In conclusion, compared with the SEMS-CL-125I intracavity imaging alone, SEMS-CL-125I intracavity irradiation combined with 125I intracavity particle implantation improved the stent patency rate, resulted in better control of tumor progression, prolonged patient survival, and improved the general physical condition and quality of life of LAPHC patients. Since the 125I particles irradiated in the lumen can be replaced and renewed repeatedly with the P-type tube, and the 125I particles in the tumor can be supplemented and implanted several times according to the development of the tumor, the combination of the two methods can achieve longer treatment times and result in less pain for the patients with no increased rate of complications.
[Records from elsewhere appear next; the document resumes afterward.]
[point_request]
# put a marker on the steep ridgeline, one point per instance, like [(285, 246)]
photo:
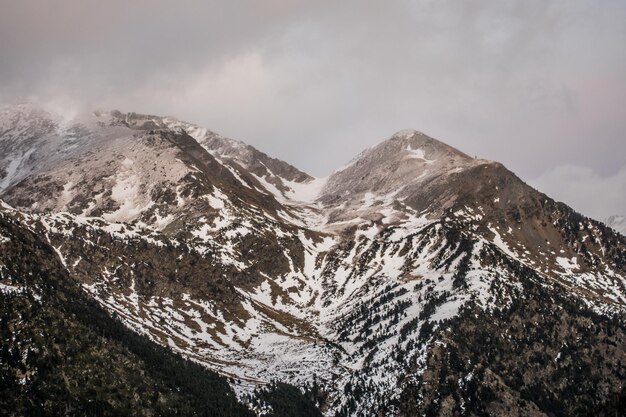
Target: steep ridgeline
[(414, 281), (62, 353)]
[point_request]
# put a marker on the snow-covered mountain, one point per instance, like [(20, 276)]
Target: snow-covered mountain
[(617, 223), (400, 285)]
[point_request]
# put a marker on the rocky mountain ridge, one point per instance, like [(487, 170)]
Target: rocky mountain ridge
[(359, 283)]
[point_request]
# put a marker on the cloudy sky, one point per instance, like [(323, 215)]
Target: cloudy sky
[(539, 85)]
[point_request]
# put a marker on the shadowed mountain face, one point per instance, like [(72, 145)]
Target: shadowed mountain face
[(414, 281)]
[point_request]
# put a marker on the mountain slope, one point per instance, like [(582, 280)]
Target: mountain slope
[(63, 355), (362, 286)]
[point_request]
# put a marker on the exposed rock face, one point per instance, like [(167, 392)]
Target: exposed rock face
[(417, 280)]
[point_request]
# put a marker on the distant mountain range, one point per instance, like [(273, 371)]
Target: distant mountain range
[(416, 280)]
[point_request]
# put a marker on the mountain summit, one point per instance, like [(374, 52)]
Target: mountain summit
[(416, 280)]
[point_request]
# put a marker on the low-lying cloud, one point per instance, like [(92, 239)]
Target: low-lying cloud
[(535, 84)]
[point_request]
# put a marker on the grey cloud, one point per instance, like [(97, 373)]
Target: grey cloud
[(584, 190), (534, 84)]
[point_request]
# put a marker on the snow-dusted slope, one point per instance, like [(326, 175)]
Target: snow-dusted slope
[(617, 223), (262, 272)]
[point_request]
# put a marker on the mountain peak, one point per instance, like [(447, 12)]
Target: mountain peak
[(399, 165)]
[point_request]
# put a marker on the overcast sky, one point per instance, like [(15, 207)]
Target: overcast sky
[(538, 85)]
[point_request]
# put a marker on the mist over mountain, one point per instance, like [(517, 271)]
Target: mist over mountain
[(416, 280)]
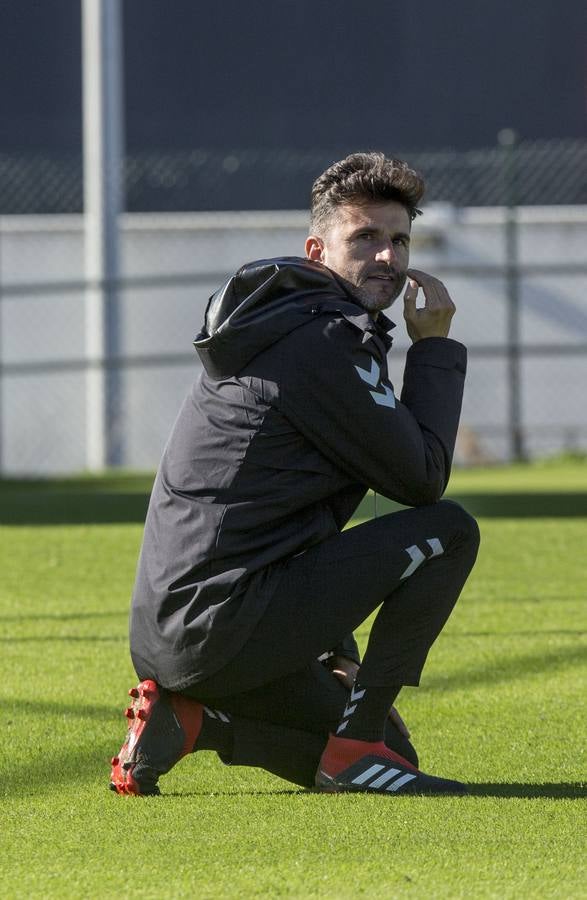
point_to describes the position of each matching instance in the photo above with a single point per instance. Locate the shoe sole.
(144, 698)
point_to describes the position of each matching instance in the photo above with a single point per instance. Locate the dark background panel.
(299, 74)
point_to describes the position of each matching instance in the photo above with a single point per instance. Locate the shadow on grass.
(65, 639)
(550, 791)
(124, 500)
(63, 617)
(509, 669)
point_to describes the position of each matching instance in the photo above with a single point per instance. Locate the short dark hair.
(364, 178)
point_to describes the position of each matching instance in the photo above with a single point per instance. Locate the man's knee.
(463, 523)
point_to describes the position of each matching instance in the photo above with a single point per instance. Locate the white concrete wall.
(42, 414)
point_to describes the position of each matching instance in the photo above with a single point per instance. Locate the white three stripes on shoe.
(216, 714)
(383, 777)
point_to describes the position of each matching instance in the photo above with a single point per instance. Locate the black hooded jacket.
(292, 419)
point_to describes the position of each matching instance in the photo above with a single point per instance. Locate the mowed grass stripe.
(501, 705)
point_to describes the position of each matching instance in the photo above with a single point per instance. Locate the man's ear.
(315, 248)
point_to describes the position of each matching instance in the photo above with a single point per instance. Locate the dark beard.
(372, 304)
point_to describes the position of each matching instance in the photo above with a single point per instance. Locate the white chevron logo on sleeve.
(372, 377)
(386, 399)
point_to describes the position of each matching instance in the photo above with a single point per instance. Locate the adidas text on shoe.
(359, 766)
(162, 728)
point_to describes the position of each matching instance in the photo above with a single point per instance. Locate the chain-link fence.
(546, 173)
(504, 228)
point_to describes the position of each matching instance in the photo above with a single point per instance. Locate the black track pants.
(413, 563)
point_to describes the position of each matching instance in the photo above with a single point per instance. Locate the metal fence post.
(507, 140)
(103, 143)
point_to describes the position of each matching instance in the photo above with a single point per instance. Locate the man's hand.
(346, 671)
(434, 318)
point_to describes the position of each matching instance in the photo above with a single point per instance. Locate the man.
(248, 589)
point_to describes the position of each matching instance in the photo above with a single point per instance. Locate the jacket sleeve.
(334, 389)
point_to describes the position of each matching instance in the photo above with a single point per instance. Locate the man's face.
(368, 246)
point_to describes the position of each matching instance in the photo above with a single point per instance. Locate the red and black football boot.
(361, 766)
(162, 728)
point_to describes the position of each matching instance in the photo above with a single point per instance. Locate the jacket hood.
(263, 302)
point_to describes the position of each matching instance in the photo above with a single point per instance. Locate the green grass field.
(501, 706)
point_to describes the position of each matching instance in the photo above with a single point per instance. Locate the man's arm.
(335, 390)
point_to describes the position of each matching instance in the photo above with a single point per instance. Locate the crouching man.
(248, 589)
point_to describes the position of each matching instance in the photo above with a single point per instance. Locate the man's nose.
(385, 253)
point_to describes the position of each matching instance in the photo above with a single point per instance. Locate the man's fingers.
(410, 296)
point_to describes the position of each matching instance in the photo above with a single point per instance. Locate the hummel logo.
(350, 707)
(418, 557)
(372, 377)
(383, 777)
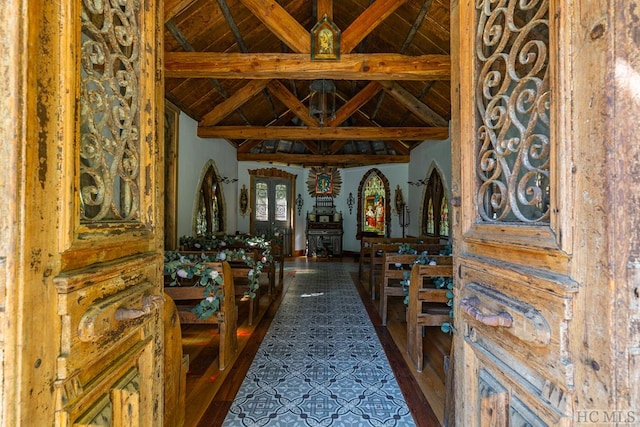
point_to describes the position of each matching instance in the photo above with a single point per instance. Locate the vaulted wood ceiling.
(242, 70)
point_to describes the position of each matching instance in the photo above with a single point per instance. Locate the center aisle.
(321, 362)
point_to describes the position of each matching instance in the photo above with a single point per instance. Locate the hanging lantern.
(322, 100)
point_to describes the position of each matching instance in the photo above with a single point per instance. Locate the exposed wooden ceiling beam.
(232, 103)
(299, 66)
(416, 24)
(323, 159)
(280, 91)
(281, 23)
(366, 23)
(357, 101)
(300, 132)
(324, 7)
(224, 8)
(172, 8)
(413, 104)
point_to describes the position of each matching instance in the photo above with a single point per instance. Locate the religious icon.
(325, 40)
(323, 183)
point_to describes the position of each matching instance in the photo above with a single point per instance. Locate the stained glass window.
(281, 202)
(435, 208)
(373, 208)
(209, 216)
(262, 201)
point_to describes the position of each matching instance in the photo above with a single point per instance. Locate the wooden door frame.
(41, 235)
(274, 173)
(595, 215)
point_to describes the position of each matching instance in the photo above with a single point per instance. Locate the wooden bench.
(240, 273)
(186, 296)
(378, 249)
(427, 305)
(393, 267)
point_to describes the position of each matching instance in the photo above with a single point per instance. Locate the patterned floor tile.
(321, 363)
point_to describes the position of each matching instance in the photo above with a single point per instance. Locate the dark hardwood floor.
(210, 392)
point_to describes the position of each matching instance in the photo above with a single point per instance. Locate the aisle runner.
(321, 363)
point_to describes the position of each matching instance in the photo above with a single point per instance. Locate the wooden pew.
(427, 305)
(187, 296)
(378, 249)
(240, 273)
(393, 267)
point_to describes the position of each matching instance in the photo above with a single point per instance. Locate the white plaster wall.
(396, 174)
(244, 178)
(424, 158)
(193, 155)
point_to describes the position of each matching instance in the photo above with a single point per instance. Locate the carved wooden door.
(85, 301)
(543, 300)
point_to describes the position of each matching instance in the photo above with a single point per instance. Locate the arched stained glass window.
(373, 204)
(435, 208)
(209, 218)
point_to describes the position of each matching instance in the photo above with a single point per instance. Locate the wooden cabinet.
(324, 229)
(324, 238)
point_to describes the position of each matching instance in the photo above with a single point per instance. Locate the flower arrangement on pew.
(198, 273)
(439, 282)
(233, 248)
(212, 242)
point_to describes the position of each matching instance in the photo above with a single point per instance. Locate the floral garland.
(198, 273)
(193, 266)
(439, 282)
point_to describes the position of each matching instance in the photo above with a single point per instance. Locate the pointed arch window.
(209, 215)
(435, 208)
(373, 204)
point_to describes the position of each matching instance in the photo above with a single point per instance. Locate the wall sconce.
(350, 202)
(418, 183)
(299, 203)
(322, 100)
(227, 180)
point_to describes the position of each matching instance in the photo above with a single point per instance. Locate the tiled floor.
(321, 363)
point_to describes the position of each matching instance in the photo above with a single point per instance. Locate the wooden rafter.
(279, 90)
(300, 132)
(355, 103)
(416, 24)
(234, 102)
(413, 104)
(296, 66)
(281, 24)
(367, 22)
(323, 159)
(324, 7)
(172, 8)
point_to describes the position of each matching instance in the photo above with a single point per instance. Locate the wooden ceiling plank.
(398, 146)
(232, 25)
(324, 7)
(311, 146)
(323, 159)
(416, 24)
(299, 66)
(233, 102)
(247, 145)
(427, 87)
(281, 24)
(366, 23)
(280, 91)
(325, 133)
(355, 103)
(184, 43)
(336, 146)
(413, 104)
(172, 8)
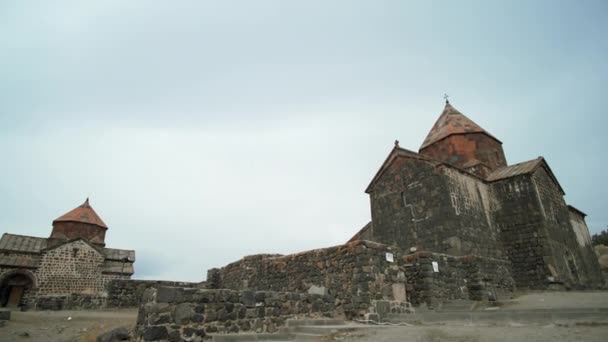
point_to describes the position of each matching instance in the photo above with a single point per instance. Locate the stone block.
(5, 314)
(318, 290)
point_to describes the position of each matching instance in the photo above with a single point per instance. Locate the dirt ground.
(54, 326)
(546, 333)
(64, 326)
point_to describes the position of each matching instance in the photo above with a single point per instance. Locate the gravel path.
(54, 326)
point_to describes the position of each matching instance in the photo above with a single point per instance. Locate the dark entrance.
(12, 289)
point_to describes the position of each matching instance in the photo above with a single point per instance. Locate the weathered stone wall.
(186, 314)
(470, 230)
(434, 207)
(465, 277)
(122, 293)
(73, 301)
(574, 264)
(73, 267)
(518, 216)
(409, 206)
(356, 274)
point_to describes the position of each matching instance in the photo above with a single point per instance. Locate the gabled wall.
(70, 268)
(416, 203)
(518, 217)
(572, 262)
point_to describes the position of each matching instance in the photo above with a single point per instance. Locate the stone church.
(68, 269)
(458, 196)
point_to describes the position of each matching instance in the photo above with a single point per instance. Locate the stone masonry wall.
(519, 218)
(434, 207)
(74, 267)
(408, 206)
(561, 250)
(356, 274)
(466, 277)
(188, 314)
(125, 293)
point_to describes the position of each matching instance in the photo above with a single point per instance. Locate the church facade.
(458, 196)
(68, 269)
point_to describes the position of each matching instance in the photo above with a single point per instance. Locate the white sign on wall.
(389, 257)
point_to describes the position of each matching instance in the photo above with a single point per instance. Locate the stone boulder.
(118, 334)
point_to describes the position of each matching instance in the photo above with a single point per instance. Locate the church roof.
(523, 168)
(515, 169)
(450, 122)
(84, 214)
(21, 243)
(360, 233)
(396, 152)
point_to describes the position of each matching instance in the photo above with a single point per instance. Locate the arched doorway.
(13, 285)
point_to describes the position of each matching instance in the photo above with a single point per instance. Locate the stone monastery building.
(72, 263)
(458, 196)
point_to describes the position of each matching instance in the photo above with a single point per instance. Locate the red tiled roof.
(85, 214)
(515, 169)
(450, 122)
(21, 243)
(361, 231)
(524, 168)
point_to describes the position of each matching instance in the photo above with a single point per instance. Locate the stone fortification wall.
(434, 207)
(356, 274)
(466, 277)
(575, 264)
(69, 268)
(125, 293)
(185, 314)
(118, 293)
(520, 221)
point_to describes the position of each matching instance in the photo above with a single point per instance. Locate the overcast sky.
(204, 131)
Overall, based on our results, SEMS-CL-125I intracavity irradiation combined with 125I intracavity particle implantation appears safe and effective, and merits further clinical investigation.

Data Sharing Statement

The raw datasets generated during the current study are available from the corresponding author upon reasonable request.

Ethical Considerations

This study was complied with Helsinki Declaration and was approved by the Ethics Committee of the First Affiliated Hospital of Bengbu Medical College. All patients signed informed consent prior to treatment.

Author Contributions

All authors made a significant contribution to the work reported, whether that is in the conception, study design, execution, acquisition of data, analysis and interpretation, or in all these areas; took part in drafting, revising or critically reviewing the article; gave final approval of the version to be published; have agreed on the journal to which the article has been submitted; and agree to be accountable for all aspects of the work.

Disclosure

The authors report no conflicts of interest in this work.